On Mon, 2 Sep 2002 23:50:18 -0400 (EDT), Trey Harris wrote:
> In a message dated 2 Sep 2002, Aaron Sherman writes:
> > {
> > my $x = 2;
> > my $y = "The grass is green";
> > $y =~ /(gr\w+) {let $x = $1}/;
> > }
>
> Yes. $0{x} would be set to "grass". A lexical variable has been defined
> in the same scope as the hypothetical with the same name, so its value is
> set hypothetically (is hypothetically bound to?) $0{x}. When the rule
> succeeds, $x's hypothetical value is made permanent.
>
> > module foo;
> > rule gr_word { (gr\w+) {let $x = $1} }
> > ----my code----
> > use foo;
> > my $x = 2;
> > "The grass is green" =~ /<gr_word>/;
>
> No. $0{x} would be set to "grass". $x would stay as 2. $x is in a
> different scope from the hypothetical, so it doesn't get touched.
Presumably there is some variant of the strict pragma which would catch
misspellings of $x.

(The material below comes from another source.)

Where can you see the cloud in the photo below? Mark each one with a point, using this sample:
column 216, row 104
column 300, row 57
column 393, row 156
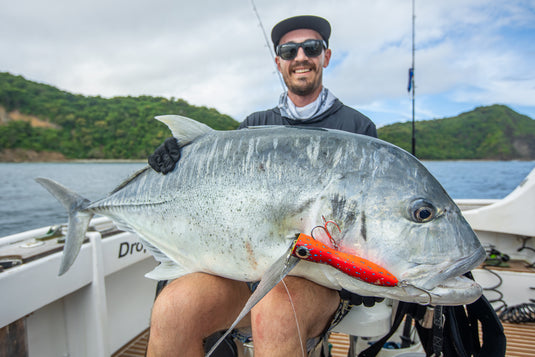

Actually, I'd like to see something explicit in the
rule which states whether the hypothetical binding applies to the surrounding
scope as well as to the match variables. Unfortunately, the only way I can
think of doing this is to state $OUTER::x, which is pretty horrible, and
doesn't give the impression that both the external variable and the match
variable are being bound.
Also the different operators used (:= inside the rule, = inside the code)
seems a bit confusing to me; I can't see that they're really doing anything
different:
/ $x := (gr\w+) / vs / (gr\w+) { let $x = $1 } /
Shouldn't they both use C< := > ?
--
Peter Haworth [EMAIL PROTECTED]
> Some more data?
No, no more. Please, no more...
-- Yanick, examining perl's strange behaviour